Em termos de rentabilidade, o rácio ROE (‘return on equity’) foi de 7,5%, “refletindo assim os resultados alcançados nas diferentes componentes do Grupo (Caixas Agrícolas, Caixa Central, companhias de seguros vida e não vida e gestão de ativos e fundos de investimento), sendo de assinalar os contributos positivos de 2,4 milhões de euros da CA Vida e de 2,2 milhões de euros da CA Seguros”.

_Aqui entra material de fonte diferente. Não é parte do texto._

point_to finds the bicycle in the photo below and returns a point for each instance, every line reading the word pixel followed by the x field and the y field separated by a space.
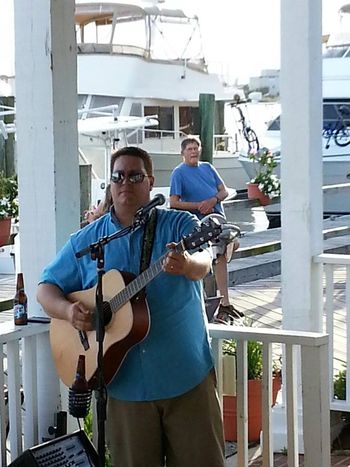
pixel 339 131
pixel 248 133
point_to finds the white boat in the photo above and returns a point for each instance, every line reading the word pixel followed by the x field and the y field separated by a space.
pixel 336 121
pixel 147 59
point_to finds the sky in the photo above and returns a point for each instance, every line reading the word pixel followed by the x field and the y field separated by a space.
pixel 245 34
pixel 240 37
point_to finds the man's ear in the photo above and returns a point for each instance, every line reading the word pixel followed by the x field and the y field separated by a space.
pixel 151 182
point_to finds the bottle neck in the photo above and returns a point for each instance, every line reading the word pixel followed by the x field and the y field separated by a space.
pixel 20 282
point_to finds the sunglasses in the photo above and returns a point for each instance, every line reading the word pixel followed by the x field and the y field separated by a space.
pixel 119 177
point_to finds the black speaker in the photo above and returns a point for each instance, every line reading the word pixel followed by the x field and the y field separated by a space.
pixel 74 449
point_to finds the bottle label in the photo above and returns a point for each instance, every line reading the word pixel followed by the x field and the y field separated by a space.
pixel 20 311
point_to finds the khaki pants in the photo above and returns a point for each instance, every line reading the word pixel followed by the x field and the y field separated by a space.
pixel 185 430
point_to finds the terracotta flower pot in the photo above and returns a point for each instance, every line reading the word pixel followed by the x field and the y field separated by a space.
pixel 254 192
pixel 254 410
pixel 5 228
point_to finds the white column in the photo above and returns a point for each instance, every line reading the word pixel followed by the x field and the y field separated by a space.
pixel 48 172
pixel 301 174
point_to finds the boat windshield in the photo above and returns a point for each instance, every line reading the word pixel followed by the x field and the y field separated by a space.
pixel 333 111
pixel 154 32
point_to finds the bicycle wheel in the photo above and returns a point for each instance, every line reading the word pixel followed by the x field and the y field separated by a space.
pixel 252 139
pixel 342 136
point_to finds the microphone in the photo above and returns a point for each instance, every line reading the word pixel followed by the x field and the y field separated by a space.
pixel 79 395
pixel 158 200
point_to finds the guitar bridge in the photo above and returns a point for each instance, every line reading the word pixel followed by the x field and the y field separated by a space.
pixel 84 340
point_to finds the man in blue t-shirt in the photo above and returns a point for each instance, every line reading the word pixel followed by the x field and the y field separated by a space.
pixel 197 187
pixel 162 401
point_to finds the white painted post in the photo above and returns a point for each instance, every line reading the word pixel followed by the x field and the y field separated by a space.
pixel 316 407
pixel 301 174
pixel 47 142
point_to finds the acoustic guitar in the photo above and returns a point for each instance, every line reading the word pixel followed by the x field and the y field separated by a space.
pixel 126 315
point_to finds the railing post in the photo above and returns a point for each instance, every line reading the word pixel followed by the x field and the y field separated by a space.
pixel 316 407
pixel 2 409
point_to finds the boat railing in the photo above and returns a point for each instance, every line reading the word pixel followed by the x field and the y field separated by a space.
pixel 160 140
pixel 313 364
pixel 20 396
pixel 97 48
pixel 338 368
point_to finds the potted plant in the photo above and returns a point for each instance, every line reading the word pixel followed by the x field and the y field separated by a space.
pixel 255 370
pixel 8 205
pixel 265 185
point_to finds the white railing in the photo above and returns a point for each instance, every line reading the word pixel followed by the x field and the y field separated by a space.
pixel 315 402
pixel 18 373
pixel 337 361
pixel 19 351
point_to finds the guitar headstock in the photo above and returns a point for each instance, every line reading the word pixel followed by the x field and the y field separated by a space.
pixel 207 231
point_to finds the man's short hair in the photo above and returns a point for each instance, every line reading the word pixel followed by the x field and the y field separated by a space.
pixel 134 152
pixel 188 140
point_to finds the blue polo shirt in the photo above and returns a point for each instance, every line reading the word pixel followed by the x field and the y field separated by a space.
pixel 175 355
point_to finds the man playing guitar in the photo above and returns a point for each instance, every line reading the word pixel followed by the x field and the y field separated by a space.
pixel 162 400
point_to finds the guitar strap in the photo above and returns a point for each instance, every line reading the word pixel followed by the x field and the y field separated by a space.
pixel 148 240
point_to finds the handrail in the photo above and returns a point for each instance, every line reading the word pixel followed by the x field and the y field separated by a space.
pixel 315 400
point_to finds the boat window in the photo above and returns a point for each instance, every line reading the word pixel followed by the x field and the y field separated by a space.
pixel 102 101
pixel 275 124
pixel 82 98
pixel 165 118
pixel 335 52
pixel 333 111
pixel 189 120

“Em março de 2020, os recursos de clientes sob a forma de depósitos bancários totalizavam cerca de 15,4 mil milhões de euros, evidenciando um crescimento, em termos homólogos, de 9,9% correspondente a 1.388 milhões de euros”, pode também ler-se no comunicado enviado pelo Crédito Agrícola.

No entanto, a margem financeira (diferença entre juros recebidos nos créditos e pagos nos depósitos) diminuiu 3,9 milhões de euros (-4,8%) em relação ao período homólogo, “o que se justifica essencialmente pela redução das receitas dos juros (-28,8 milhões de euros), tendo este efeito sido em parte anulado pela redução das despesas dos juros (-24,9 milhões de euros)”.

Já a margem técnica do negócio segurador “registou uma variação homóloga de -10,0 milhões de euros (-71,1%), tendo as comissões líquidas aumentado 6,2 milhões de euros (+26,7%) face ao homólogo”.

Os resultados registados nos veículos de desinvestimento imobiliário (nomeadamente via desvalorização de unidades de participação) penalizaram os resultados consolidados em 3,4 milhões de euros, “valor ainda assim menos negativo que o registado no período homólogo (-5,3 milhões de euros)”.